Data is collated and written to a single file, that is made available for other services to consume. It’s fairly easy to share the file, with a number of possible protocols, all supported by most programming languages, available to do the task (eg. (S)FTP, HTTP(S), SCP, and so on).
The advantage of this approach is that it allows a large amount of data to be transferred between services easily, and in some cases is the only way (think images for example, or various Linux distribution iso). It’s very common amongst financial institutions to provide files that describe daily reconciliation information (Daily activity and Daily Dispute files), but this is a legacy issue rather than an artefact of the data to be shared.
The biggest disadvantage here is communication, how does the producing service indicate that the file is ready for transfer, or has been finished being written to. Further, how do services communicate errors (eg. permissions issues, network issues, or even that the wrong file has been provided). Corruption and transfer issues exist, which require mitigation strategies (checksums usually).
Also there still needs to be agreement on the layout of the file and the filetype, but it’s perfectly acceptable for the producer to change those, as long as they are clearly communicated.
You’re going to use this approach when you have a large piece of data that cannot be cut into discrete meaningful pieces of information that can stand alone.
Remote Procedure Invocation (RPI)
Again, a very common approach, but not without its problems.
When you expose a RESTful API, or a gRPC endpoint, you are providing a method for services to invoke a procedure within your service.
The interface is usually supported by most languages (especially if you expose HTTP endpoints), and is faster than file transfer, in that you are only requesting a subset of the possible information.
The biggest disadvantage of this approach is coupling. The information expected from the caller and provided by the callee is set such that when the callee wishes to change that contract it needs to provide a way for the callers to know this, or attempt to make changes backward compatible.
Further, if the call is dropped, for whatever reason, neither end is any the wiser where the problem is. The callee won’t know that its response wasn’t received by the caller, the caller won’t know that a response was even sent.
Finally, when a call is made, the caller and the callee are blocked by that call.

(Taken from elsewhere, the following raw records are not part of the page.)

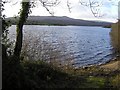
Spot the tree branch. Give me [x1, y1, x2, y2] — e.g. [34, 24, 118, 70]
[67, 0, 72, 13]
[39, 0, 60, 16]
[79, 0, 103, 17]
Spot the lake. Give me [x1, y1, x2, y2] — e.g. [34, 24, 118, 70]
[8, 25, 116, 68]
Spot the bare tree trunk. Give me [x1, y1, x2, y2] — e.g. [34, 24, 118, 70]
[14, 1, 30, 58]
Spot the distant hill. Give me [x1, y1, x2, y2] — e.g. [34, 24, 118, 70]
[5, 16, 112, 27]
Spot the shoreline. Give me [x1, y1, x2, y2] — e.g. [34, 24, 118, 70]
[77, 57, 120, 71]
[99, 57, 120, 70]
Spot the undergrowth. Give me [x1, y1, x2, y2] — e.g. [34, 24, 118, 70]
[2, 44, 120, 89]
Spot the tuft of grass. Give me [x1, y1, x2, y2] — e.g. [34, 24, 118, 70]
[110, 74, 120, 88]
[21, 60, 86, 88]
[85, 76, 106, 88]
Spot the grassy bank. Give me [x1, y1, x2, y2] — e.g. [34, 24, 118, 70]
[3, 55, 120, 89]
[100, 57, 120, 70]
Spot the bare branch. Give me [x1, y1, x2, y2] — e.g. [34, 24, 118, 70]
[39, 0, 60, 7]
[43, 4, 55, 16]
[12, 1, 18, 5]
[2, 0, 11, 3]
[39, 0, 60, 16]
[79, 0, 89, 6]
[79, 0, 103, 17]
[67, 0, 72, 13]
[89, 0, 98, 17]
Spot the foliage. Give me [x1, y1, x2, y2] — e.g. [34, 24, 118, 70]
[86, 76, 105, 88]
[13, 0, 60, 58]
[2, 56, 27, 88]
[1, 1, 14, 56]
[2, 0, 120, 89]
[13, 1, 31, 57]
[3, 57, 120, 88]
[110, 74, 120, 88]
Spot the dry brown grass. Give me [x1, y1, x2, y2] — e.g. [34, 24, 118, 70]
[100, 61, 120, 70]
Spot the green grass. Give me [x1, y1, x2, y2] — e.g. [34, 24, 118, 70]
[110, 74, 120, 88]
[21, 60, 88, 88]
[85, 76, 106, 88]
[3, 55, 120, 89]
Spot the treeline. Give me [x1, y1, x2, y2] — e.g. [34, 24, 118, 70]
[5, 16, 112, 26]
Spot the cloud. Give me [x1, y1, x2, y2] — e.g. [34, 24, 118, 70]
[2, 1, 21, 17]
[3, 0, 118, 22]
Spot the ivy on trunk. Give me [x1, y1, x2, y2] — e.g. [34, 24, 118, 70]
[14, 1, 30, 58]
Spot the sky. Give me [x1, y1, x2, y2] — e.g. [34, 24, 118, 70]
[2, 0, 120, 22]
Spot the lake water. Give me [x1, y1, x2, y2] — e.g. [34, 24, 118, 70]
[8, 25, 116, 68]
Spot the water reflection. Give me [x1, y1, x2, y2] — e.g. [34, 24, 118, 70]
[8, 25, 116, 68]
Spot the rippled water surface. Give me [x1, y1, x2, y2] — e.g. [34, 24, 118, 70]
[8, 25, 116, 67]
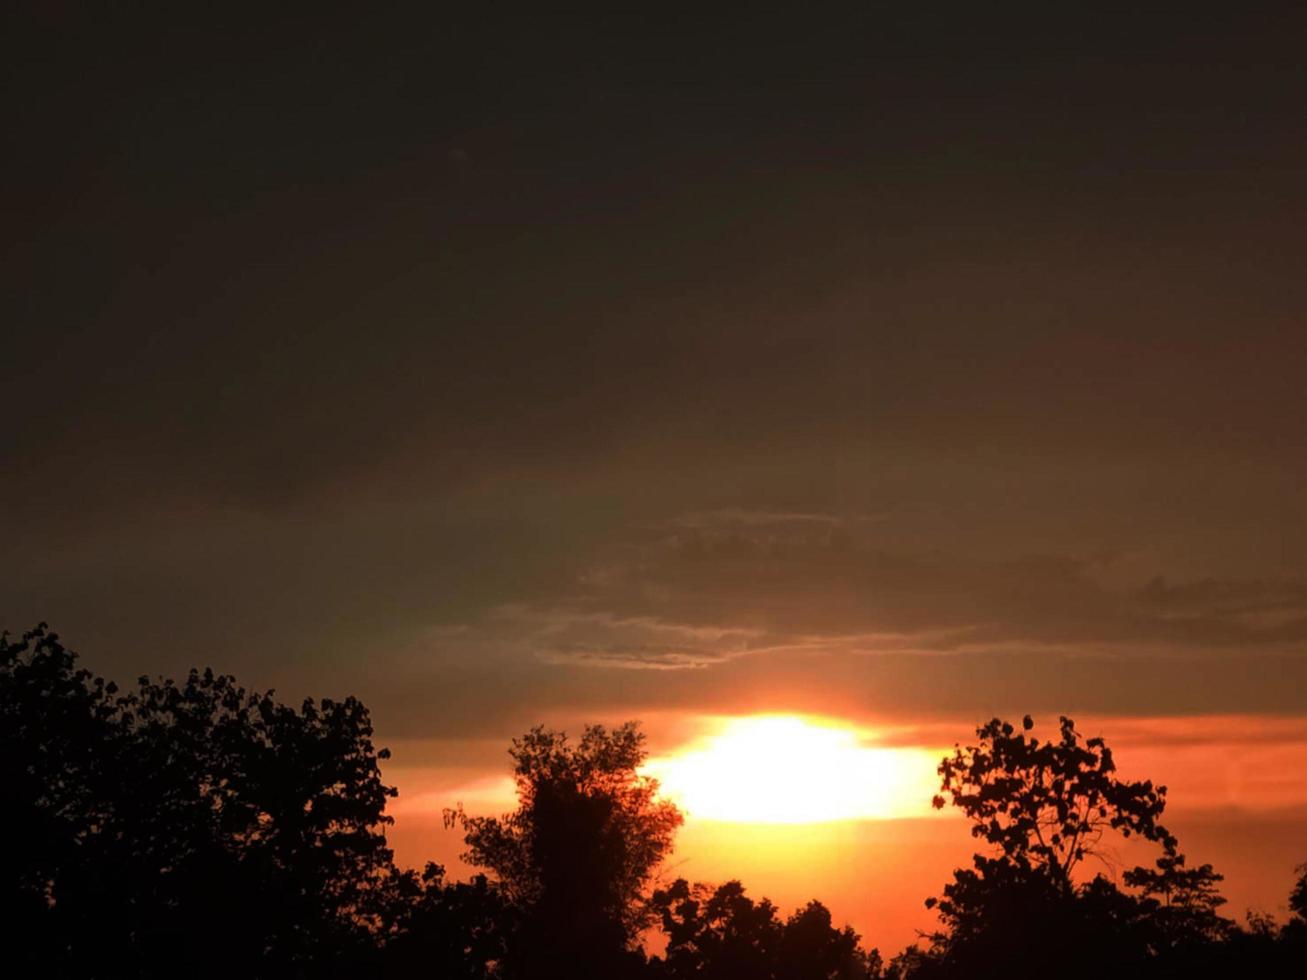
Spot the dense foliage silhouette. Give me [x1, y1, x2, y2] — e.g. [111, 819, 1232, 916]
[4, 625, 1304, 979]
[2, 624, 397, 976]
[446, 722, 684, 979]
[381, 863, 507, 978]
[900, 715, 1285, 980]
[651, 878, 879, 979]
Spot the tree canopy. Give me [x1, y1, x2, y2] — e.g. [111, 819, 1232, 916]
[931, 715, 1174, 888]
[448, 722, 684, 978]
[2, 624, 398, 976]
[5, 625, 1305, 979]
[652, 878, 878, 980]
[916, 715, 1238, 979]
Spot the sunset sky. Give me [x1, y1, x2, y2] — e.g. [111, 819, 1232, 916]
[5, 4, 1307, 955]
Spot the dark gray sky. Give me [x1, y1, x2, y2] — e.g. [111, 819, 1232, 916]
[5, 4, 1307, 742]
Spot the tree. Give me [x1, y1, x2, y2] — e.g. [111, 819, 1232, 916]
[780, 899, 881, 980]
[1291, 863, 1307, 923]
[447, 722, 683, 979]
[380, 862, 507, 979]
[931, 715, 1174, 892]
[1283, 862, 1307, 952]
[1123, 851, 1232, 950]
[654, 879, 784, 980]
[2, 624, 400, 977]
[917, 715, 1231, 980]
[0, 624, 121, 971]
[651, 879, 878, 980]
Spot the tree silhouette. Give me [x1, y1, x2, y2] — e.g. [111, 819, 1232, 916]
[1, 624, 120, 972]
[447, 722, 683, 979]
[1292, 863, 1307, 923]
[380, 862, 507, 978]
[2, 624, 398, 977]
[917, 715, 1233, 980]
[654, 879, 784, 980]
[651, 878, 879, 980]
[781, 899, 881, 980]
[1123, 851, 1231, 951]
[10, 626, 1306, 979]
[931, 715, 1174, 890]
[1283, 862, 1307, 954]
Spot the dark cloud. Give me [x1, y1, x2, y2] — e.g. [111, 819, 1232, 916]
[527, 517, 1307, 655]
[3, 4, 1307, 745]
[539, 645, 733, 671]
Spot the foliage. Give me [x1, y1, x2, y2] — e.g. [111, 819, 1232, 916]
[918, 715, 1243, 980]
[1292, 863, 1307, 922]
[380, 862, 507, 979]
[1, 624, 120, 969]
[447, 721, 683, 978]
[2, 624, 398, 977]
[7, 627, 1307, 979]
[1283, 863, 1307, 953]
[1123, 851, 1232, 949]
[652, 878, 879, 980]
[931, 715, 1173, 890]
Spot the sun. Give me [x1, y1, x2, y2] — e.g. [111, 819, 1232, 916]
[643, 715, 941, 824]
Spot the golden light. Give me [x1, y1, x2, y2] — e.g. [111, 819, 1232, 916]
[644, 715, 942, 824]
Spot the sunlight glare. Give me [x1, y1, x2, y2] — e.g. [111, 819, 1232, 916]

That is, the caller has to wait for a response from the callee, and the caller is busy satisfying the call. This is, of course, mitigated by concurrent processing, but that’s only a partial fix, in that something is waiting whilst something else is busy.
Messaging
This is, by far and away, the best approach for inter service communication BUT it’s not without its drawbacks and there is no way that some carte blanche policy of “all services must use messaging to communicate” is appropriate. Even if it were, the discussion on which messaging system to use is another one where “one size fits all” is not going to work.
Message Queues create an asynchronous communication between the services. A service sends some information to a message queue, which the queue then passes onto a destination service.
The service that sends the initial piece of information to the other service, via the message queue does not know when the call will even be heard, let alone fulfilled. But, it does know that its call will be heard (as long as the messaging service doesn’t lose it…).
Generally speaking Message queue systems provide APIs that are accessible from several languages, but it’s not given that your choice of programming language will be supported by the message queue system you desire.
After reading this, it should be screamingly obvious that if you mandate one approach over all others, or one technology for a given strategy, you’re doing it wrong (quite frankly). The communication between services needs to be tailored to the use cases. There is no one size fits all. There is, instead, cases of strengths and weaknesses that need to be carefully weighed against the requirements. The same goes for the individual technologies, gRPC vs REST vs GraphQL.